Monocyte-endothelial adhesion is considered to be the primary initiator of inflammatory vascular diseases, such as atherosclerosis. Connexin 43 (Cx43) has been reported to play an important part in this process, however, the underlying mechanisms are not fully understood. Intravenous anesthetics, propofol is commonly used in the perioperative period and in the intensive care unit, and considered to have good anti-inflammatory and antioxidant effects. Thus, we speculate that propofol could influence monocyte-endothelial adhesion, and explore whether its possible mechanism is relative with Cx43 expression in U937 monocytes influencing cell adhesion of U937 monocytes to human umbilical vein endothelial cells (HUVEC). Cx43-siRNAs or pc-DNA-Cx43 were used to alter Cx43 expression in U937 monocytes. Propofol was given as pretreatments to U937 monocytes. Then, cell adhesion, ZO-1, LFA-1, VLA-4, COX and MCP-1 were determined. PI3K/AKT/NF-κB signaling pathway was explored to clarify the possible mechanism.
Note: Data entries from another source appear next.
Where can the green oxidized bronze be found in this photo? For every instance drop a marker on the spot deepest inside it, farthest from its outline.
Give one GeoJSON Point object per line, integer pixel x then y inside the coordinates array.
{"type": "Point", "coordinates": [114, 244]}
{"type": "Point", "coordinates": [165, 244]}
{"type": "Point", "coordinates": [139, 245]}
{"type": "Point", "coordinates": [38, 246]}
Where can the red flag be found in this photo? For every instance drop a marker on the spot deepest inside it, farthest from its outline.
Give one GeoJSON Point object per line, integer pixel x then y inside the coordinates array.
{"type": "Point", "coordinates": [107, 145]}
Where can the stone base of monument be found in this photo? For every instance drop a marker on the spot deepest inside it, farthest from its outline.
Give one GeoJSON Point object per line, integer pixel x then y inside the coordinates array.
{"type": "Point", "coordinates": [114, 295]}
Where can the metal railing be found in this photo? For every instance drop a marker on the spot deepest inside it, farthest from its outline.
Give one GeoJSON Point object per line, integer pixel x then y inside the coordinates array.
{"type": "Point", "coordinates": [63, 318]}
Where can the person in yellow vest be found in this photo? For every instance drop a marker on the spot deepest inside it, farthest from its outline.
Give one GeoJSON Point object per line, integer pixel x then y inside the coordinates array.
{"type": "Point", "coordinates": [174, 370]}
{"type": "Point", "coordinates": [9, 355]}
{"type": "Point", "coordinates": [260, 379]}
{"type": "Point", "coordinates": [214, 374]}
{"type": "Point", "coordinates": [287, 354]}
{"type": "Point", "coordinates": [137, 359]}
Alternation of Cx43 expression affects cell adhesion and adhesion molecules significantly, such as ZO-1, LFA-1, VLA-4, COX-2 and MCP-1, the mechanism of which is relative with Cx43 influencing the activation of PI3K/AKT/NF-κB signaling pathway. Preconditioning with propofol at its clinically relevant anesthesia concentration attenuates cell adhesion. Propofol not only decreases Cx43 expression in U937 monocytes, but also depresses the activation of PI3K/AKT/NF-κB signaling pathway. Modulation Cx43 expression in U937 monocytes could affect cell adhesion via regulating the activation of PI3K/AKT/NF-κB signaling pathway. Propofol attenuates cell adhesion via inhibiting Cx43 and its downstream signaling pathway of PI3K/AKT/NF-κB.